As I took it upon myself to think of a remainder drabble challenge, here's a second one about "escape" I finished now:
I know people wonder about my interest in crime, scores big and small, people cutting their lives short to alter their brain chemistry beyond recognition, risk, pain and death. I’m a nice girl. I should want to know nice things. Safe things, sunny things. Somehow, being born and barely making it out with my life and living on the government’s tiny thread, sticky like a spider’s web, should make me believe in happily-ever-after, or at least that women with big hips who wear white after Labor Day should die. But, crime fiction or chicklit, we all need to escape the day to day, the part of us that writes the checks and buys the milk. In invented worlds we are free.
Alternaty
Imagine another turn on wheel of if - one where Ben Franklin was talked into staying in politics after the U.S. won independence - where he rather than John Adams was the second President of the U.S., where the tough and clever wild turkey rather than that fragile carrion eater the bald eagle was chosen as the U.S. national bird.
A world where treaties with American Indians were actually kept, so that escaping slaves had someplace nearer than Canada to run to - a world where the slavery never gained quite as much power as in our own world, and so was abolished decades earlier and more completely.
A world where we never took part in WWI, where we never had the isolationist backlash that produced prohibition, where cars continued to run on alcohol instead of oil.
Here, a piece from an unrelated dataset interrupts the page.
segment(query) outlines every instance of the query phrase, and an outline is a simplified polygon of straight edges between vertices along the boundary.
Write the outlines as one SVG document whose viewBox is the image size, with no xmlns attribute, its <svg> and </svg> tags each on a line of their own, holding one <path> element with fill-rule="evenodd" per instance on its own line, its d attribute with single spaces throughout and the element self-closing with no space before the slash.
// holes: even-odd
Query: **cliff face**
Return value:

And the small still voice of common sense in the back of my head says "Do you really think any one change would make that big a difference? Do you really think history forks that simply?"
Followed by the mocking ghost of Hemingway whispering: "Wouldn't it be pretty to think so?"
Love those, both of them.
Erika, my favorite line: "living on the government’s tiny thread, sticky like a spider’s web". That's a perfect description. I don't really think of you as particularly lyrical, but that one definitely is.
Gar, yours makes me think. I like that. I like the ghost of Hemingway floating after the list of simple changes.
Those were both superb.
Where is our dispenser of drabble topics? Teppy?
And, um, would anyone like to WIP-read the prologue for 7W? Because it's going to Daymond shortly.
Ok, Deb.
I'm not writing very much right now...I've got time.
A'ight.
Yeah, I think I'm funny.
I actually use the damned word in there, several times, but without the apostrophe....
Anyway, you have it, and quick feedback, she is my friend.
DG: I sent you the thing. You don't like my reads, but if you want one from a crusty old cranky fucker, I have got one for 7W.
New drabble topic!
Challenge #119 (advertising) is now closed.
Challenge #120 is foreign languages.
As always, if you have any suggestions for future drabble topics, please let me know!